And no, I'm not talking about the Moody Blues album... I'm talking about finding the middle ground when it comes to developing different kinds of writing projects. The issue I'm facing is that I have stories about sex, drugs and rock n' roll, and on the other side of things I have academic projects in the works.

The first problem is developing a following, and I know that there will be very little crossover between the readers for these two groups. To be successful, I need to know my audience and present myself accordingly. I'm writing for two very different worlds.

What I'm really worried about is scholars thinking that my academic work has lesser or no value because I also want to write about crazy stuff in my fiction. And the concern is only about the scholars. I have a gut feeling that the people who like to read my fiction won't stop reading my creative work because I've written something academic. I don't want a story or novel to undo years (and I do mean years) of technical research.

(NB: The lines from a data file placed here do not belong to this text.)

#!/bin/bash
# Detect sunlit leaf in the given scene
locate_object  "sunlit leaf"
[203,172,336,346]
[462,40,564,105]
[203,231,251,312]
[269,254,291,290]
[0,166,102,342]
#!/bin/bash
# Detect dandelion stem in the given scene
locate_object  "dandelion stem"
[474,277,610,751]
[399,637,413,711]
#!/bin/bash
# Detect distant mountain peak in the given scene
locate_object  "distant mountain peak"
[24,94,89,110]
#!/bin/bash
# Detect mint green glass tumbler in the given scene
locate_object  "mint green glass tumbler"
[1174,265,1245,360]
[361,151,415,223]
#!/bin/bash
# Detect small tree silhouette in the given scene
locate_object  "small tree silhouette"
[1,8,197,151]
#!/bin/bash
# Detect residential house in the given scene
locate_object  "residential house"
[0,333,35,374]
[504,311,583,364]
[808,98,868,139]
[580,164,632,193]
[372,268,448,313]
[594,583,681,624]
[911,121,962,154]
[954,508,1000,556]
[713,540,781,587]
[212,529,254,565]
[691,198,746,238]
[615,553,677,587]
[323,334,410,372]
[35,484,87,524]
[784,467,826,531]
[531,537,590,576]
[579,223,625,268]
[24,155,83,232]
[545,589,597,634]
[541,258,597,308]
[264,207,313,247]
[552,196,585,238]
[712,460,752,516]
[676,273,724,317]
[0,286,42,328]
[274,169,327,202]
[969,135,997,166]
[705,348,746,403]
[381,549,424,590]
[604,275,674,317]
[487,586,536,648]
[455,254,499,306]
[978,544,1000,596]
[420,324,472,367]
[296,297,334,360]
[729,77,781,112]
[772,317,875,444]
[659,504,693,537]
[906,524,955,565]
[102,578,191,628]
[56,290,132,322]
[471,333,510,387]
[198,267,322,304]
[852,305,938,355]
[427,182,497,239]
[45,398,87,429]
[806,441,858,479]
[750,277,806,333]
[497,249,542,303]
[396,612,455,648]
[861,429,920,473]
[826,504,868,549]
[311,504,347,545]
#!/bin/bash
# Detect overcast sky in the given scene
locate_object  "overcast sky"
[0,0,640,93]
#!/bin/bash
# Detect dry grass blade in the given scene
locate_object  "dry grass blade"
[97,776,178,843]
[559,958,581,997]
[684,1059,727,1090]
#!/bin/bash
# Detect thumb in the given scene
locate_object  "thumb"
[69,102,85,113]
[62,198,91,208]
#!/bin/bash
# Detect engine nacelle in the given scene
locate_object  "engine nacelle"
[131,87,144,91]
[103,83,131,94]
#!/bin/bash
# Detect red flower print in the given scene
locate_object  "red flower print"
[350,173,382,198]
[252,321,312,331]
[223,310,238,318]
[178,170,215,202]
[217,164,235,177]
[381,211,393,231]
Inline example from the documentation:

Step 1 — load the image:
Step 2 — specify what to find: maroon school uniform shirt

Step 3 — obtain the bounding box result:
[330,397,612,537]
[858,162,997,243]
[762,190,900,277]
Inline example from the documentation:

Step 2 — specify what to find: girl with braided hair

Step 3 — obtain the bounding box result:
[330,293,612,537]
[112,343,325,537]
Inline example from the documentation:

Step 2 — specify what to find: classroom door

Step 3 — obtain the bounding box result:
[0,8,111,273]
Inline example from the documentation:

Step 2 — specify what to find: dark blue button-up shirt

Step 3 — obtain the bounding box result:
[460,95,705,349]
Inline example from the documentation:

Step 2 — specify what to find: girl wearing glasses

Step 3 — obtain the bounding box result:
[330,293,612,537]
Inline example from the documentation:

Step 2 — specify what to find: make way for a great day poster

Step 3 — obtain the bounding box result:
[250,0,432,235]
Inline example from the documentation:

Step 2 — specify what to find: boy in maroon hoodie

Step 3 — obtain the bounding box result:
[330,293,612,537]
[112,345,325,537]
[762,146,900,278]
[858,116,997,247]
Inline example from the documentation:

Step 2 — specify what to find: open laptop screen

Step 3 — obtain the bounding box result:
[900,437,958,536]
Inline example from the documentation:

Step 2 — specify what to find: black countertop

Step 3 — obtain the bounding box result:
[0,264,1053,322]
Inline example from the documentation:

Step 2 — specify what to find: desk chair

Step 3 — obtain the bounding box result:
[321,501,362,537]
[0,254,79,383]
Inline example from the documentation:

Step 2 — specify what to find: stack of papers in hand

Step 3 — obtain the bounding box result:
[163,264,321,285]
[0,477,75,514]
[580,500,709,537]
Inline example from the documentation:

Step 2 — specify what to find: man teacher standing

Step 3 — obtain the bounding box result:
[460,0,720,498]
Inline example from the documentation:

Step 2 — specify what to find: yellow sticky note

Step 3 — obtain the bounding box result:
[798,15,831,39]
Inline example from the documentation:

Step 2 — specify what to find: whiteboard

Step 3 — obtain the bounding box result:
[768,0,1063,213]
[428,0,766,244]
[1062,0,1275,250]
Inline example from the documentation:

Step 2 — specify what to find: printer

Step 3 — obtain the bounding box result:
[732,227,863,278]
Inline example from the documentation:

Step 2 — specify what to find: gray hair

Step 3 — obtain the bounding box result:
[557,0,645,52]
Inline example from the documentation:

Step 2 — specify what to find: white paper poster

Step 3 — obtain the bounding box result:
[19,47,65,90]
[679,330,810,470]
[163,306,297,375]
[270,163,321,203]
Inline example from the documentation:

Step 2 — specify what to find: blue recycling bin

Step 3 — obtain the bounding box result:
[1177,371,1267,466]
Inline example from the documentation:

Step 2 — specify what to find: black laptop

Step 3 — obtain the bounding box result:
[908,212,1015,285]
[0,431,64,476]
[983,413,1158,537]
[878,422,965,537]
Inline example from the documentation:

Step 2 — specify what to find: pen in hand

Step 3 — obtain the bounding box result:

I personally know a handful of people who have handled this situation by writing under a pen name, and this gives them an incredible amount of freedom. I know that's not the route I want to take, but it's hard to think of an alternative as effective as channeling a certain kind of creative energy into one place.

The other thing I can do is simple keep writing the crazy stuff and hold onto it, publishing the tamer stories (if there are any) and letting the other odd projects build up until the academic work is done and then move on. I don't like having finished projects piling up on my desktop, however this seems like safer route.

At the same time, I feel like I'm being untrue to myself. What it comes down to is that I spent a lot of time and love on what I write. All I want to the freedom to be creative and not feel bad about sharing it. I know I won't be able to make everyone happy, but it would be nice to find a balance between the extremes.

The answer won't appear right away, but I know it's out there. All I can do in the meantime is keep writing and searching.

Last thing: While I remember, check out the Moody Blues' album "A Question of Balance." I was listening to it while I was writing this post. It's no "In Search of the Lost Chord" or "Days of Future Passed," but it's still pretty mellow.